I've worked on a few projects recently where we've wanted a Docker container to be able to SSH into other machines on the network. The approach we settled on was to let the Docker container share the SSH agent of the host machine.

Why would you want to do this?

In this situation these projects were Rails or Node.js applications that use Docker for development and the CI process, but in production the application is run traditionally – directly on top of the operating system.

These applications used either Capistrano or Shipit to automate the deployment of the applications, and we didn't want to re-write the deploy process just because we'd decided to adopt Docker for development and CI.

The challenge comes when Capistrano or Shipit runs from within the Docker container and needs to perform a task using SSH/SCP – our Docker container doesn't contain any SSH keys (as you'd probably expect).

As we already have a secure way for populating and managing SSH keys on our CI nodes before Docker was introduced as a technology sharing the SSH agent of the host with the container provided a very low friction route to deploying our application from within the container that is used to run the tests as part of our CI process. This seemed like a sensible approach as conceptually it is very similar to SSH agent forwarding between hosts.

Sharing the SSH Agent

To shared the SSH agent between your host machine and your docker container all you need to do is set an environment variable and a volume mount in your docker setup.
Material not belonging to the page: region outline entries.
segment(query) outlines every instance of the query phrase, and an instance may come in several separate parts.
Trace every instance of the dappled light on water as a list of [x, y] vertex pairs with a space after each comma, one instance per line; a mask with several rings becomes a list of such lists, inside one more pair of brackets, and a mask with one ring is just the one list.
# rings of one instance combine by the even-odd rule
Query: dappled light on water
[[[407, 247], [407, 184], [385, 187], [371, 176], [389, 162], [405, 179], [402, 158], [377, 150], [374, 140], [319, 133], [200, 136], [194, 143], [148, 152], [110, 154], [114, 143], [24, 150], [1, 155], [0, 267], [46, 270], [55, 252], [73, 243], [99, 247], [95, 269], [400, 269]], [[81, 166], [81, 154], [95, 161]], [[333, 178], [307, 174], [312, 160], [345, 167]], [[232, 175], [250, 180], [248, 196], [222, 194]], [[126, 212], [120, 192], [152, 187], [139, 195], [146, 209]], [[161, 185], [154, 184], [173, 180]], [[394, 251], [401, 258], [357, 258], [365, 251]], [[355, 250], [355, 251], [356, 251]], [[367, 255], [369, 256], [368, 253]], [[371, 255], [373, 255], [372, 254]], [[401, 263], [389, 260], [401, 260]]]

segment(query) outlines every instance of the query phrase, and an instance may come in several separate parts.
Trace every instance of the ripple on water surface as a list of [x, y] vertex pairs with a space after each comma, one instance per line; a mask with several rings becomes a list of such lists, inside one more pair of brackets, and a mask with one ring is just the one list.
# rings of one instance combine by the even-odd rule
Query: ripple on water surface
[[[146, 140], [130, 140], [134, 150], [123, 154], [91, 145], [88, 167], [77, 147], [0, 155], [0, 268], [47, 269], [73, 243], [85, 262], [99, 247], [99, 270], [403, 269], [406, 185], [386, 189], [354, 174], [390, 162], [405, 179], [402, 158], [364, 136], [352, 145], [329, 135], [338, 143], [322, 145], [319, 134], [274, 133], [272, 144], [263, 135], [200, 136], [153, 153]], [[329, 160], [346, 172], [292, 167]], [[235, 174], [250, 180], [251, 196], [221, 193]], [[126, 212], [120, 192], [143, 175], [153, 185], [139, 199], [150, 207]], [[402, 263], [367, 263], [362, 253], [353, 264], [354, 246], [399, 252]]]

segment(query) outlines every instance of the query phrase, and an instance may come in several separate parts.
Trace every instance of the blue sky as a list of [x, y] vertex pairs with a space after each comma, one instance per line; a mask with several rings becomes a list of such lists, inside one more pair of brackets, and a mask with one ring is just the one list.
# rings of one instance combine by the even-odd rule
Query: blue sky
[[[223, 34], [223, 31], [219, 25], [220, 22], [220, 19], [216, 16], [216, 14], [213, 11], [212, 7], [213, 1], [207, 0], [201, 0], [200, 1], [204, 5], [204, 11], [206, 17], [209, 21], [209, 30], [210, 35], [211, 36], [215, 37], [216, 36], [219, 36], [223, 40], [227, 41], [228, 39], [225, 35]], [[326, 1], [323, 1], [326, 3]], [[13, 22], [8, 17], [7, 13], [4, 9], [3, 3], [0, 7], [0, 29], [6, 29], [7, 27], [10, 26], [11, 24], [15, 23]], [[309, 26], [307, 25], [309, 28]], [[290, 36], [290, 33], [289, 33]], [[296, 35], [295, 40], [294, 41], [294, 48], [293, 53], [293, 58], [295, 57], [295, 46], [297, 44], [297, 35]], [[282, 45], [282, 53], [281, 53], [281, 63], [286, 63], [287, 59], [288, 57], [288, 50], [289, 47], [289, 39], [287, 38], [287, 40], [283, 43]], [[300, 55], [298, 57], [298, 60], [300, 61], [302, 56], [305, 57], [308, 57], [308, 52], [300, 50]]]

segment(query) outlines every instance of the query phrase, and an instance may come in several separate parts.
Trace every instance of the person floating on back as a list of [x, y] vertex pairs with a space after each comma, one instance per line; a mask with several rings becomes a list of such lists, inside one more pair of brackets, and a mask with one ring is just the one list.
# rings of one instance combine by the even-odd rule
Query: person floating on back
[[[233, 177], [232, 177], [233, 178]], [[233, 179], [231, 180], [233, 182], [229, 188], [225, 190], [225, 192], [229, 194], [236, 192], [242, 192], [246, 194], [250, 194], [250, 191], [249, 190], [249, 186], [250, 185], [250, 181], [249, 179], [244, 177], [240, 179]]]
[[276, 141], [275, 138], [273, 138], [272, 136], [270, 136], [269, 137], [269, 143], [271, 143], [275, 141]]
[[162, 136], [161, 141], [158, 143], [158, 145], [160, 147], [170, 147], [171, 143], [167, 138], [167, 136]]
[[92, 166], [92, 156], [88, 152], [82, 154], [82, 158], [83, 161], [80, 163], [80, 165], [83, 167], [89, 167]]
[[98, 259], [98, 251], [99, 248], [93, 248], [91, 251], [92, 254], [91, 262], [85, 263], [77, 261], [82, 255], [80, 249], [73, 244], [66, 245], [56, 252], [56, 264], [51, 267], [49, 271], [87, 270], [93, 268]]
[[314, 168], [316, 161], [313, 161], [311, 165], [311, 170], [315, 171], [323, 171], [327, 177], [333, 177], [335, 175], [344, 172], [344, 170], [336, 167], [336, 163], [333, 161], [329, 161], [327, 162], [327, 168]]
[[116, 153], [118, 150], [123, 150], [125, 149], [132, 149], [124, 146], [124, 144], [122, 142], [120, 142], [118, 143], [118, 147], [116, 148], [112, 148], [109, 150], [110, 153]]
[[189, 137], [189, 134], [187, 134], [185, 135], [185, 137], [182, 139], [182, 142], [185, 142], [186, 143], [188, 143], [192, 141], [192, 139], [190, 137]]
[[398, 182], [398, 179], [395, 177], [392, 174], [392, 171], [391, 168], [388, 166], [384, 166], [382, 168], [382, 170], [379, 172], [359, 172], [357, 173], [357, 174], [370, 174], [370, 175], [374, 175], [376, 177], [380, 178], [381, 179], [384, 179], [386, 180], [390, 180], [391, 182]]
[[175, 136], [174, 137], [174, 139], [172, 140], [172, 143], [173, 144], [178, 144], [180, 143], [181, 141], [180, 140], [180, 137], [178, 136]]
Here is an example of what this will look like with a fictitious docker-compose.yml:

version: '3'

services:
  app:
    container_name: yourcontainer
    environment:
      - SSH_AUTH_SOCK=/ssh-agent
    image: yourapp
    volumes:
      - ${SSH_AUTH_SOCK}:/ssh-agent

In the container, we're setting the environment variable SSH_AUTH_SOCK to the path /ssh-agent. We're then mounting the host's SSH agent socket path onto /ssh-agent within the container.

With this in place, you will now be able to run any SSH command from within your docker container as if you were running the command from the host machine.